On 23 April, Boston Scientific announced that it has completed enrolment in the REPRISE I clinical trial, which is designed to evaluate the acute safety of the Lotus Aortic Valve System, the first transcatheter aortic valve implantation (TAVI) device of its kind for patients with severe aortic valve stenosis that is both fully repositionable and retrievable prior to release.

This prospective, single-arm feasibility study enrolled 11 patients at three sites in Australia. Results from the REPRISE I trial are scheduled to be presented at the EuroPCR Congress in May. 
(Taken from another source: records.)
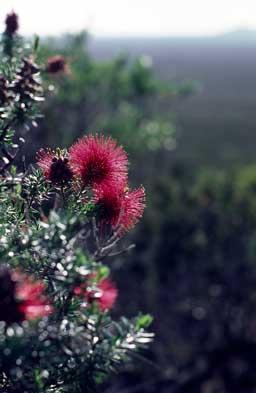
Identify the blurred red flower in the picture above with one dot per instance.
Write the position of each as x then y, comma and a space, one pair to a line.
21, 298
55, 167
120, 209
108, 294
99, 162
29, 294
11, 23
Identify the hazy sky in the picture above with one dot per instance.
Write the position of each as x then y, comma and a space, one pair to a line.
133, 17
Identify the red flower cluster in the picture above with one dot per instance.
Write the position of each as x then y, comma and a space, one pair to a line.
21, 298
120, 209
99, 164
103, 293
11, 23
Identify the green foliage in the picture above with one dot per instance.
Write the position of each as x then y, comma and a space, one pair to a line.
120, 96
49, 238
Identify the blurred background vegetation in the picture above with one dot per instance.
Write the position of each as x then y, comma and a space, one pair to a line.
188, 123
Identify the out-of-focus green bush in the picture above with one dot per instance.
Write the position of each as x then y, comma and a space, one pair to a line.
121, 97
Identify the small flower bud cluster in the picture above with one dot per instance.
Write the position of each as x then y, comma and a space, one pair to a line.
99, 165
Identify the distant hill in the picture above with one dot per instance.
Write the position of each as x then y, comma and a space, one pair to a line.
218, 124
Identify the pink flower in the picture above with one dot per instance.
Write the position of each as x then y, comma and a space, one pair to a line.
108, 294
55, 166
32, 303
21, 298
120, 209
11, 23
99, 162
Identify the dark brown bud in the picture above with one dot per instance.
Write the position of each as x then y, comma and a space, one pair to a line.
56, 64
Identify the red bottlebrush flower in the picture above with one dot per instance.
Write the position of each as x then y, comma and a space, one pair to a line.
55, 166
32, 303
120, 209
57, 64
11, 23
107, 294
21, 298
103, 293
98, 161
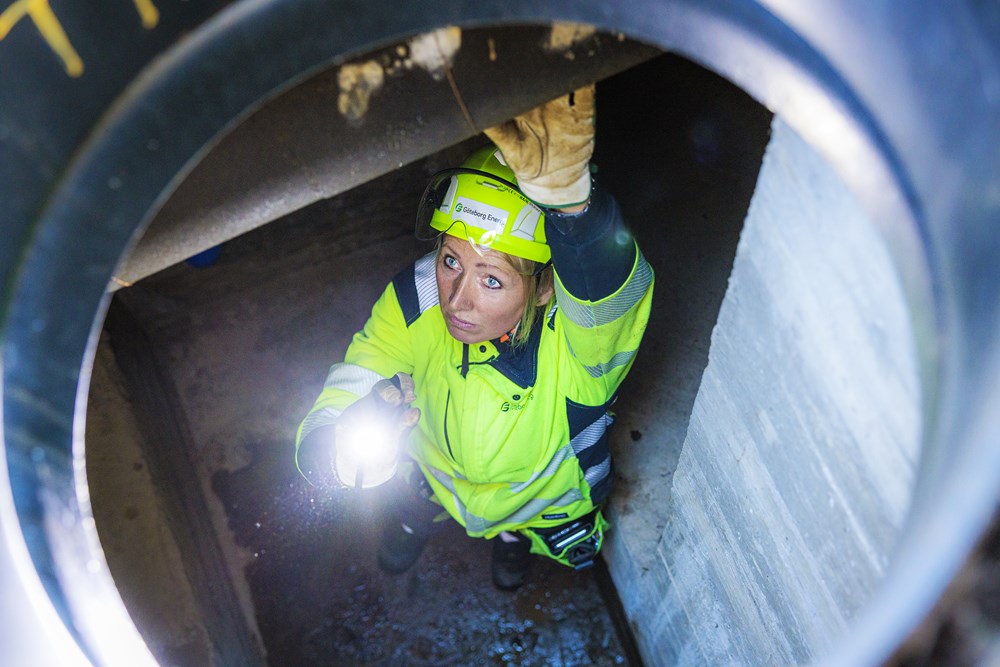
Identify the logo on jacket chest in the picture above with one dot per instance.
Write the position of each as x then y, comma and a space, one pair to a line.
516, 403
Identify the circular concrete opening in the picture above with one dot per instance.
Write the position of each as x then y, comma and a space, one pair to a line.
877, 124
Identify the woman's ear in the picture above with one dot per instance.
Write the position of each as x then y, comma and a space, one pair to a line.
545, 292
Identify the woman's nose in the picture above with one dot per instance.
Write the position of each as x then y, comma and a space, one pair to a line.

“We are delighted to complete enrolment in this important trial, and pleased that the clinical results will be presented at the forthcoming EuroPCR conference in Paris next month,” said Ian Meredith, professor and director of MonashHeart, at Monash Medical Centre in Melbourne, Australia, and principal investigator of the REPRISE I trial. “The Lotus Aortic Valve System offers the unique ability to precisely position the valve during deployment with the added ability to reposition and retrieve the device if necessary. The valve functions remarkably early in the deployment process, offering interventional cardiologists greater control over the deployment. We observed virtually no aortic regurgitation in all cases immediately after implantation.”


The primary endpoint of the REPRISE I trial is defined as clinical procedural success without in-hospital major adverse cardiovascular or cerebrovascular events through discharge or seven days post-procedure (whichever comes first).  In-hospital major adverse cardiovascular or cerebrovascular events include death, heart attack, major stroke, and conversion to surgery or repeat procedure due to valve-related dysfunction. Secondary endpoints under study include successful repositioning of the Lotus Valve System (if attempted) and incidence of aortic valve regurgitation.

The Lotus Aortic Valve System consists of a pre-loaded, stent-mounted tissue valve prosthesis and catheter delivery system for guidance and percutaneous placement of the valve. The low-profile delivery system and introducer sheath are designed to enable predictable and precise placement, as well as bi-directional atraumatic repositioning and retrieval at any time prior to release of the aortic valve implant. The device also employs a unique Adaptive Seal feature designed to minimise the incidence of paravalvular regurgitation, which has proven to be a predictor of mortality.


“We are very encouraged by positive feedback from the REPRISE I investigators and look forward to the results of the study,” said Keith D Dawkins, global chief medical officer for Boston Scientific. “The Lotus Aortic Valve System is a truly differentiated second-generation TAVI technology designed to simplify and improve the entire aortic valve replacement procedure.”


Boston Scientific expects to begin enrolment later this year in the REPRISE II study, which is designed to evaluate the safety and performance of the Lotus Aortic Valve System in 120 patients at up to 15 sites in Australia and Europe.  Data from the trial will be used to support CE mark and other international regulatory approvals. Enrolment is expected to be completed in the first half of 2013.


The Lotus Aortic Valve System is an investigational device, limited by applicable law to investigational use and not available for sale. The device was developed by Sadra Medical, which Boston Scientific acquired in 2011.